Thinking back to the dream, the details of which were still clear in his mind's eye, he reflected that everything was retrievable, or so it seemed. He frequently dreamed of his parents, but not with the weary impatience he now felt for them, and was entitled to feel now that he had somehow survived them. In dreams he was once more the tender affectionate boy he had once been, able to tolerate his mother's complaints, his father's humility, his brother Freddy's assumption of superiority, always with that eager placating smile, trying to make things better. How much of his life he had wasted in this attempt! Making things better seemed to have been assigned to him as his life's work, particularly making things better for Freddy, to whom he had been something of a guardian, although he was the younger brother. How he had admired Freddy and his prowess at the violin! How he loathed them in retrospect! As far as he could remember Freddy had always been regarded as a genius, largely by his parents, but it was true that he had enormous facility and was easily persuaded to perform. His youth and his poetic looks had prevailed easily on agents and concert promoters, and soon Freddy's engagements became a priority in their little household. He played well, but confined himself to easier popular pieces— Sarasate, Saint-Saëns—acquired a certain wider prestige, was a name, a prodigy, whose gifts might or might not last. It was not his gifts that let him down, but rather his temperament. He was unequal to the concert platform for which his parents destined him, developed nervous trouble, a tremor in his right hand, and with the collapse of his future willed himself into a kind of invalidism which in time became ineluctable. This was not helped by their translation from Berlin to London, where his father found employment in a record shop; visits to the hospital or the nursing-home had absorbed all his free time, time that might have been put towards his studies. But these, once interrupted by the change in language and curriculum, never really flourished, and were in any case not a priority. Freddy was the priority. He now marvelled that he had never questioned this.

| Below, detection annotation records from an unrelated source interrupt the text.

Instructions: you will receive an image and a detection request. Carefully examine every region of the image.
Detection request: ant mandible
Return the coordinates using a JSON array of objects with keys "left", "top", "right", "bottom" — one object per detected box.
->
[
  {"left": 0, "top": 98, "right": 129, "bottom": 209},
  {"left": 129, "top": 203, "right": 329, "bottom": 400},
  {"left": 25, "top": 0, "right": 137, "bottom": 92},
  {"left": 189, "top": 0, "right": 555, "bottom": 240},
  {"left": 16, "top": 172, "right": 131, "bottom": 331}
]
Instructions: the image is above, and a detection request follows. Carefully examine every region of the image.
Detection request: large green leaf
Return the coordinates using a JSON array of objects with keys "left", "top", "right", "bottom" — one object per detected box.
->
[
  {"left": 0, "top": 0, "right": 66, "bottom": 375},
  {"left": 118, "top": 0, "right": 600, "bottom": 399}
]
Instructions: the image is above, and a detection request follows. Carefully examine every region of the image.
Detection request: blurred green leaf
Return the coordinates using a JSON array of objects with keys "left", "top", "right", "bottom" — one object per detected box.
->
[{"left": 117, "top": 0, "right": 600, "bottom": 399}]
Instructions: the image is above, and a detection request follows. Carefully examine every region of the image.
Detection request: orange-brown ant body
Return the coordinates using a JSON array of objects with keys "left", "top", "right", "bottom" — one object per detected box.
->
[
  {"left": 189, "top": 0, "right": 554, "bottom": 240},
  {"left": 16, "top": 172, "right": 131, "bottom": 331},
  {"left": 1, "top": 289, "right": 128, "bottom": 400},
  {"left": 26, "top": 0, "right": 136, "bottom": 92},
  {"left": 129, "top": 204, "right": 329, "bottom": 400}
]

All gone now, all over, and himself the survivor. As he eased himself out of bed he reflected that survival was a mixed blessing. It involved surrendering that once young self to time, and time taught harsh lessons. Only the moments one managed to save from time were acceptable, and those were not always in one's gift. Yet the dream had restored him momentarily to his younger self. How quick he had been, how candid! He no longer remembered how he had looked, but knew the eager confident smile which had faded somewhat with age and experience. There was no one now on whom to lavish that smile, yet on occasions it still preceded him, seemed to announce his future cooperation in whatever was decided. He knew he was alone, that he must rouse himself, make a cup of tea, prepare himself for another boring day. This pacifying routine brought no rewards, was often accomplished with a sigh, and, worse, had to be eternally undertaken. Solvent, and as healthy as he could be at his age, he nevertheless knew that his journeyings were nearly over, that he would remain in this small home he had made for himself until he was eclipsed, he hoped far from indifferent eyes. Sparse now, but not noticeably diminished, he could still convince anyone who cared to look that he was a viable concern. To a careless observer he seemed to be making out a good case for survival. But his heart still ached over the intervening middle years, which were ones of curatorship, of his parents, of Freddy. Their deaths had not emboldened him to strike out on his own. Even his resolute holidays were accompanied by a feeling of sadness, for he knew that he would always have to return to accumulated sadness, the sadness of his stricken parents, the sadness of those visits to Freddy in hospital, in the nursing-home, and finally to that windswept Quaker establishment, half hotel half rehabilitation centre, where he had languished (where both of them had languished) until Freddy's death. The memory of those weekend visits would, he thought, be with him beyond the grave. All the deaths were natural, yet all had an aura of horror. It was their lives rather than their deaths that were regrettable, and all the frustrated love that had failed to sweeten their end.